Troisième escale parisienne en un peu plus d'un an pour Skunk Anansie. À ce rythme, on pourrait penser que le public – et le groupe - finiraient par se lasser. C'est tout le contraire.

L'Elysée Montmartre, Rock en Seine, aujourd'hui l'Olympia et bientôt le Zénith (sans compter au moins autant de dates en province), le moins qu'on puisse dire c'est que Skunk Anansie aime la France. Sur la route depuis deux ans, d'abord pour promouvoir un best of puis un nouvel album sorti dans la foulée, le quatuor londonien ne ménage pas ses efforts depuis sa reformation pour satisfaire son public. Pris dans l'élan de ces tournées à répétitions, le groupe est d'ailleurs progressivement monté en puissance et culmine désormais à un niveau de synergie jamais atteint (de son propre aveu) ; les résultats sur scène sont spectaculaires. Ayant tiré des leçons des excès qui menèrent une première fois le groupe à la dislocation, les membres de Skunk ont appris à s'économiser entre les concerts : alimentation équilibrée, modération, séances d'exercice, jours de repos et siestes planifiées sont les garants d'une longue série de concerts à l'intensité toujours maximale. Des préceptes également appliqués à la set-list, méticuleusement étudiée pour canaliser les énergies tout au long de la soirée, histoire d'amplifier les effets au moment d'ouvrir les soupapes.

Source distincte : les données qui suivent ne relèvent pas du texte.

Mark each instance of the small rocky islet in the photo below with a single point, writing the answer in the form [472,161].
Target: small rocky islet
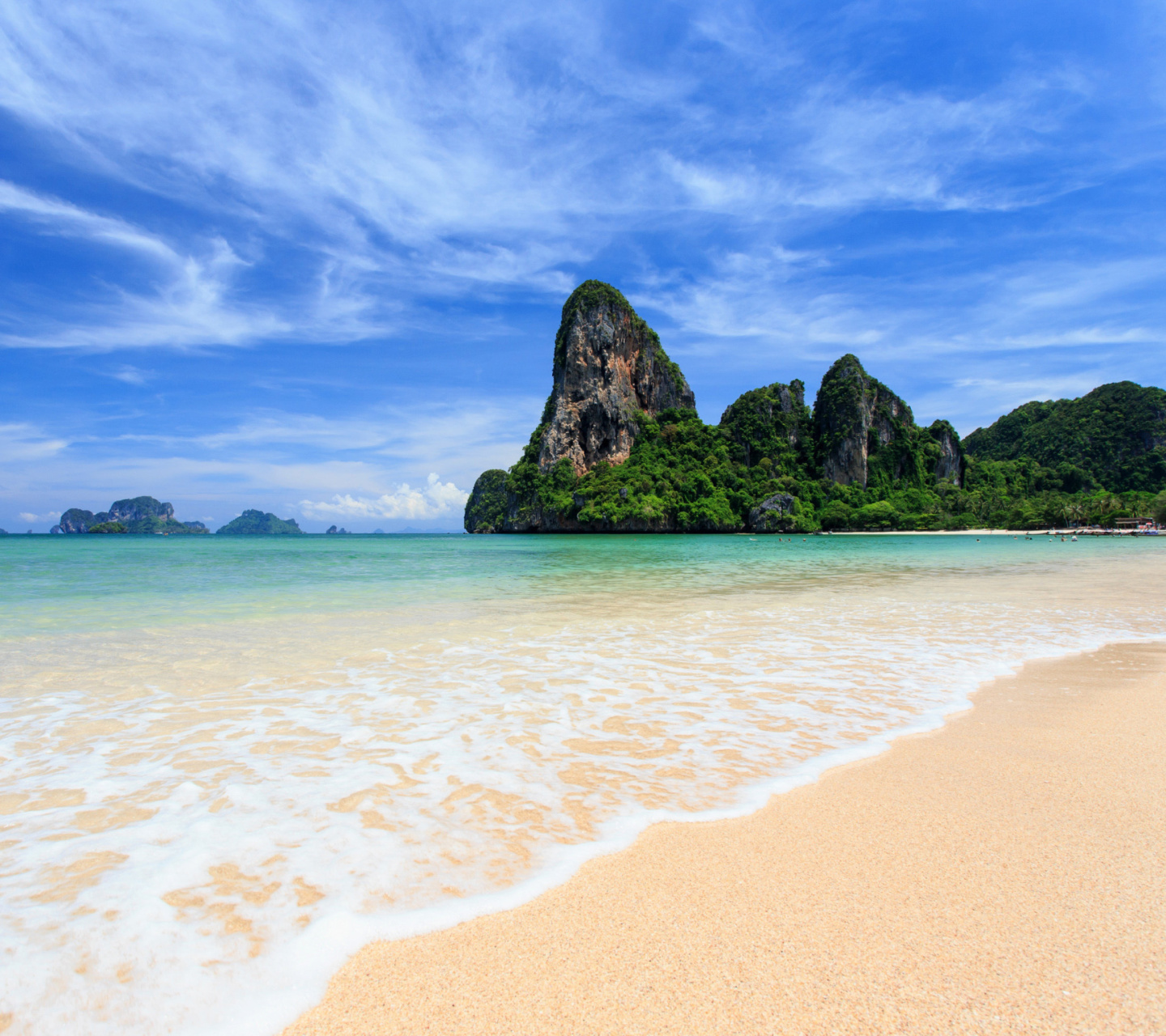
[145,514]
[620,449]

On commencera donc le concert sur un coup de semonce : "Yes, it's fucking political" et son riff parabolique façon Rage Against The Machine. Sur scène, une batterie légèrement surélevée ceinte de deux murs d'amplis, quelques pieds de micro, des musiciens à fond et rien de plus : on est bien à un concert de rock. Le son est gigantesque. Skin, parée de plumes dans sa combinaison en latex et perchée sur d'improbables platform-boots, domine les débats électriques. Sa voix légendaire et vibrante, comme perchée au meilleur hélium de contrebande, convie l'Olympia à l'hystérie. Malgré les dix ans qui les séparent, "Charlie Big Potato" et "Because of You" mettent tout le monde d'accord. Juste après, c'est au tour de "God Only Loves You" (extrait du nouvel album) de convaincre les derniers sceptiques. Les morceaux mythologiques ("Secretly", "I Can Dream"…) s'enchaînent avec les nouveaux ("Over the Love", "The Sweetest Thing", "My Ugly Boy") comme s'ils n'étaient jamais partis. Une fois débarrassée de ses épaulettes emplumées et de ses bottes de l'espace (discrètement replacées par des baskets noires – beaucoup plus indiquées pour ses acrobaties habituelles), Skin passe enfin la seconde et commence son numéro d'équilibriste, d'abord sur les retours, puis le rail de sécurité, pour finir plus tard debout sur les épaules d'un fan, en plein milieu de la fosse, sous les ovations d'un public chauffé à blanc.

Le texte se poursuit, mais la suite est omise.